Être et Grâce. Simone Weil et le christianisme

Emmanuel Gabellieri
Philosophie - Recenseur : Marie-Jeanne Coutagne

Au cœur du renouveau du « spiritualisme français », les recherches d’Emmanuel Gabellieri, spécialiste reconnu de la pensée de Simone Weil, visent à analyser le lien entre philosophie et christianisme, et à faire la proposition d’une « métaxologie »(philosophie de la médiation).

Être et Don. Simone Weil et la philosophie (2003) avait fait date en prenant en compte l’intégralité de l’œuvre weilienne sous l’angle philosophique. Être et grâce, avec lequel le précédent ouvrage fait en quelque sorte diptyque, tente d’éclairer l’œuvre de Simone Weil, sous l’angle de la foi chrétienne. Incompréhensions et objections ont accompagné la réception de la pensée weilienne en milieu chrétien, souvent en raison même de la radicalité de l’Imitatio Christi, propre au christianisme, qui oriente et unifie pourtant toute la vie de la philosophe.

L’A. entend répondre aux accusations de gnosticisme, voire de catharisme, en raison d’une approche partielle et hâtive de l’œuvre weilienne. De même les accusations de marcionisme ou d’antijudaïsme (Gabellieri préfère parler à juste titre d’anti-hébraïsme ) doivent beaucoup aux positions d’Alain (p. 67-70), professeur aimé de Simone Weil (elle s’en éloignera peu à peu) comme à l’héritage de la philosophie classique française du xviie s.
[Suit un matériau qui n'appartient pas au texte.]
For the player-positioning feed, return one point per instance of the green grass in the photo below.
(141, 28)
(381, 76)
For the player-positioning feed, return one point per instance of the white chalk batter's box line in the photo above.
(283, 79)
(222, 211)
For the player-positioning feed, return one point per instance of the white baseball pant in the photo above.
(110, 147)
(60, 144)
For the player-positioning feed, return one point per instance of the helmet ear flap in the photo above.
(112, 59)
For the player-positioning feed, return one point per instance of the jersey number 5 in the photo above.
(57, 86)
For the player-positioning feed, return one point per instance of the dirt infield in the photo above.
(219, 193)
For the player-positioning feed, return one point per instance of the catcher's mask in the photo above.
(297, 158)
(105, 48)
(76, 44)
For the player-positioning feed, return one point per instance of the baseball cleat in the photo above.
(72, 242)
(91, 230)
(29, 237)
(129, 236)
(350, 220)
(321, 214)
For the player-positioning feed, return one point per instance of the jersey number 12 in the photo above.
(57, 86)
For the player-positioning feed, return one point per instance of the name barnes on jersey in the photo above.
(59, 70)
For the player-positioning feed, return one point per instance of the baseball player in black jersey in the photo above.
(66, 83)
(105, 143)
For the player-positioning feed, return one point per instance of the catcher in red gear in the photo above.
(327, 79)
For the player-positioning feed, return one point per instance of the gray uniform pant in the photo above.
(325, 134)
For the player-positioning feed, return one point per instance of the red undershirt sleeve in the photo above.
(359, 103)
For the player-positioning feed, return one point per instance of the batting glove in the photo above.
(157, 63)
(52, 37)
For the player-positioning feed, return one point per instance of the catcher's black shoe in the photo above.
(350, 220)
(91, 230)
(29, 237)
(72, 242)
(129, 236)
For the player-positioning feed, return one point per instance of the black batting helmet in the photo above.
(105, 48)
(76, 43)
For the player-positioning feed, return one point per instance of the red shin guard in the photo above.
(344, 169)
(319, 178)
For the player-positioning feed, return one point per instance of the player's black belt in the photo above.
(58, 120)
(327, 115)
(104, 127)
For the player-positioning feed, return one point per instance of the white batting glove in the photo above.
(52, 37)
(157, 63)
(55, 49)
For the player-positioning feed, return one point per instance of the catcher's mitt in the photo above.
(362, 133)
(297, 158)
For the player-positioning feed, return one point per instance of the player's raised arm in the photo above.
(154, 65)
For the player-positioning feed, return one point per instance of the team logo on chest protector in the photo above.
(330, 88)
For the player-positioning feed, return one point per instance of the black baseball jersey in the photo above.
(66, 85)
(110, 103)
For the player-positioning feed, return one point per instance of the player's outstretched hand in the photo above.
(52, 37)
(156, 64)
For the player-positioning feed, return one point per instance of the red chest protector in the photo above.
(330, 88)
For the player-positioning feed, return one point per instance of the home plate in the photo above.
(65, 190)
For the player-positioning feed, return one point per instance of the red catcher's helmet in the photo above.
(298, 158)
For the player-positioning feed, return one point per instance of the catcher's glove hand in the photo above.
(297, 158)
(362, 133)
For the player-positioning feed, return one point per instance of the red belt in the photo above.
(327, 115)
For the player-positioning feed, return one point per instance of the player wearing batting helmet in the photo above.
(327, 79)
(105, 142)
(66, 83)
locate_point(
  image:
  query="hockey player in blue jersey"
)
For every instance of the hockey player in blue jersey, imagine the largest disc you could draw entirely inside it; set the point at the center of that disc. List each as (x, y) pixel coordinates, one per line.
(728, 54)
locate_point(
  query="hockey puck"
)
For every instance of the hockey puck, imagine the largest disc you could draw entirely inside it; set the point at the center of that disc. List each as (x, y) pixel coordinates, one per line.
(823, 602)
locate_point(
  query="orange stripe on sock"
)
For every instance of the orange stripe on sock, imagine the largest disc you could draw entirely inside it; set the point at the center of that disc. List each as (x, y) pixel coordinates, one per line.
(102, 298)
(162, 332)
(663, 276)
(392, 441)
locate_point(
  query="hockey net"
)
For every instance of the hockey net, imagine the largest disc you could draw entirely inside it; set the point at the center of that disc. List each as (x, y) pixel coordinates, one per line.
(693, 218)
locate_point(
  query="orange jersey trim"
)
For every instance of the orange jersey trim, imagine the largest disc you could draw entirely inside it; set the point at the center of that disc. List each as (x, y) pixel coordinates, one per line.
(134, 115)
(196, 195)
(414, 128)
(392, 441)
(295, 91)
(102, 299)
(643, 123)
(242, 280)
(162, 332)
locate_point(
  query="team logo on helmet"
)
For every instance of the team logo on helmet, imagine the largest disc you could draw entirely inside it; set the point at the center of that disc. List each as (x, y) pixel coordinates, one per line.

Toute l’œuvre de Weil est tendue vers une métaphysique de la nouvelle naissance, et de la reconnaissance de la beauté du monde (p. 189) comme du sens de l’art. Cette « esthétique » métaphysique et théologique, à travers de multiples médiations (metaxu) se veut ouverte à la manifestation du Verbe Logos dans la création, dans un itinéraire qui relie en profondeur Platon et révélation chrétienne. Simone Weil déploie une christologie philosophique, comme on peut en trouver chez Schelling ou Blondel, dans le sens d’une métaphysique trinitaire du Don et de la Grâce, ou, si l’on veut, de l’être comme passage : le lien entre Trinité et Croix apparaît alors comme le lieu de la miséricorde et de l’Amour salvifique (p. 171). L’Eucharistie constitue comme une clé de compréhension de toute l’œuvre en sa maturité (p. 236), puisqu’elle peut permettre de penser la vérité du don de soi, corps et âme par le travail, comme le dévouement, modèle kénotique de toute abnégation (p. 236).

Ce travail de l’A permet de clore le débat sur la question du baptême de Simone Weil, laquelle affirmait avec force ne pas être en dehors de l’Église sinon en sa définition simplement sociale (p. 240).

Simone Weil, en définitive, déploie une mystique de l’agir humain, inspiré par l’Amour, en écho à celle d’un Blondel, qui n’est, en fin de compte, pas si éloignée qu’on le croit du prophétisme de l’Ancien Testament et peut constituer l’amorce d’une philosophie du dialogue interculturel et interreligieux dont nous avons aujourd’hui tant besoin. Un livre essentiel, parfois ardu mais passionnant. — M.-J. Coutagne.